Nem sempre os dispositivos de filtração e renovação de ar disponíveis no sistema de climatização são suficientes para a contenção de vírus em ambientes climatizados. Os filtros finos tipo HEPA, capazes de reter a maioria dos aerossóis que contém vírus, normalmente só são aplicados em unidades destinadas a salas de cirurgia e salas de tratamento intensivo com isolamento. Conforme as normas do Ministério da Saúde, para cada dez leitos de UTI, um leito deve ser instalado em sala de isolamento para a qual é recomendada a aplicação de filtro HEPA.

Logo, nos centros de tratamento intensivo dos hospitais brasileiros, em 90% dos leitos não existe filtração específica para a eliminação de vírus. Para agravar, todos os sistemas aplicados, sem exceção, são do tipo insuflamento em nível superior. Para este tipo de sistema de difusão de ar, a qualidade do conforto térmico depende da qualidade da mistura do ar, em outras palavras, quanto mais misturado (homogêneo) o ar da sala, melhores as condições de conforto. Isto implica em que todos os aerossóis emitidos pelos pacientes infectados (não precisa tossir e espirrar, basta respirar) são rapidamente espalhados pela sala. Ou seja, quem não está infectado, vai ficar. Isso vale para pacientes, visitantes e servidores da saúde.

Bateria de lâmpadas UV

A Dannenge, que no Brasil representa a RGF Environmental, empresa instalada na Florida, que desenvolve e produz equipamentos exclusivamente para tratamento ambiental, oferece uma gama de mais de 500 produtos diferenciados para tratamento do ar, água e desinfecção de superfícies, alimentos e eliminação de odores, gorduras, compostos orgânicos e patogênicos em geral. Dentro da sua linha de produtos, dispõe de equipamentos para uso específico em unidades assistenciais de saúde. Duas tecnologias de desinfecção podem ser evidenciadas: a desinfecção por irradiação ultra violeta e a foto hidro ionização.
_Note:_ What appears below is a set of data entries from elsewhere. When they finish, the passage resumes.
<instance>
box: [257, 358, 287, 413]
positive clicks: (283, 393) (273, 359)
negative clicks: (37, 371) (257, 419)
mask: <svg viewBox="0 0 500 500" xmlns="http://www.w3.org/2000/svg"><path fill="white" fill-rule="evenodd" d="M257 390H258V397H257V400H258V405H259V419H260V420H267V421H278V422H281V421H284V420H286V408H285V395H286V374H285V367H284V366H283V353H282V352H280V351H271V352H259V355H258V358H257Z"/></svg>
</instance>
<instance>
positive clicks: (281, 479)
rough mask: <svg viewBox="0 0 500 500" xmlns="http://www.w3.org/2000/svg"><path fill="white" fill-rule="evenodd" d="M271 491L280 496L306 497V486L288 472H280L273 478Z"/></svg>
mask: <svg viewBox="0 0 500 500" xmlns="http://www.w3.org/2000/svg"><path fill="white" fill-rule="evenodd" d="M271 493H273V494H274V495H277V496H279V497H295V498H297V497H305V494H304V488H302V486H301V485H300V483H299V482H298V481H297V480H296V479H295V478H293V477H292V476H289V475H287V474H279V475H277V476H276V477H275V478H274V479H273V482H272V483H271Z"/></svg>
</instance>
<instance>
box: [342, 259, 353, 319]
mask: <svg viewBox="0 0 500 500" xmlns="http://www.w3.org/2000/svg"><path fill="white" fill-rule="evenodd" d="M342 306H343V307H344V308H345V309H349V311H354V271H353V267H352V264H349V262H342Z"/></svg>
A desinfecção por ultra violeta pode ser utilizada na proteção das serpentinas de troca térmica nas unidades de condicionamento de ar (muito recomendadas, mas normalmente não aplicadas por ignorância, economia ou falta de obrigatoriedade). Esta aplicação evita a formação de biofilme nas aletas e tubos das serpentinas, impossíveis de limpar totalmente, após formado, em serpentinas de seis e oito filas, de uso comum em unidades hospitalares.

A irradiação ultra violeta, também aceita pela ANVISA para a desinfecção de salas de cirurgia e laboratórios, pode ser realizada fora do horário de utilização das salas, visto que a irradiação UV é danosa aos seres humanos quando em exposição direta. A desinfecção do ar por irradiação UV é também uma estratégia adotada em algumas situações, porém seu efeito é muito dependente do tempo de exposição, o que requer longos trechos de dutos irradiados, por isso não muito aplicada. É importante notar que esta tecnologia é reconhecida e recomendada pela ASHRAE para aplicações de desinfecção, embora esta associação tenha emitido normas somente para o tratamento de serpentinas de unidades climatizadoras.

A foto hidro ionização é obtida com a irradiação ultra violeta sobre superfície catalizadora, que, na presença de vapor d’água no ar, gera íons oxidantes e peróxido de hidrogênio de alta reatividade. Estes produtos se espalham nos ambientes climatizados reagindo com compostos orgânicos de toda espécie, eliminando bactérias, fungos e vírus. Os equipamentos de foto hidro ionização podem ser aplicados nos equipamentos de condicionamento de ar, em dutos, ou mesmo diretamente no ambiente climatizado, em unidades autônomas dotadas de ventiladores. Testes realizados em laboratório demonstraram que esta tecnologia é efetiva na eliminação de vários tipos de vírus, entre eles os do tipo corona (testados SARS, MERS e H1N1), nada ainda pode ser afirmado para o vírus causador da Covid-19, embora seja anatomicamente similar aos vírus da SARS e MERS, o que pode levar a inferir igual eficácia na eliminação. Tal como para a irradiação, não existem normas que regulamentem a aplicação de dispositivos de foto catalização.  Por este motivo, diferentemente do que ocorre com a tecnologia UV, a ASHRAE estranhamente está relutante em recomendar sua aplicação.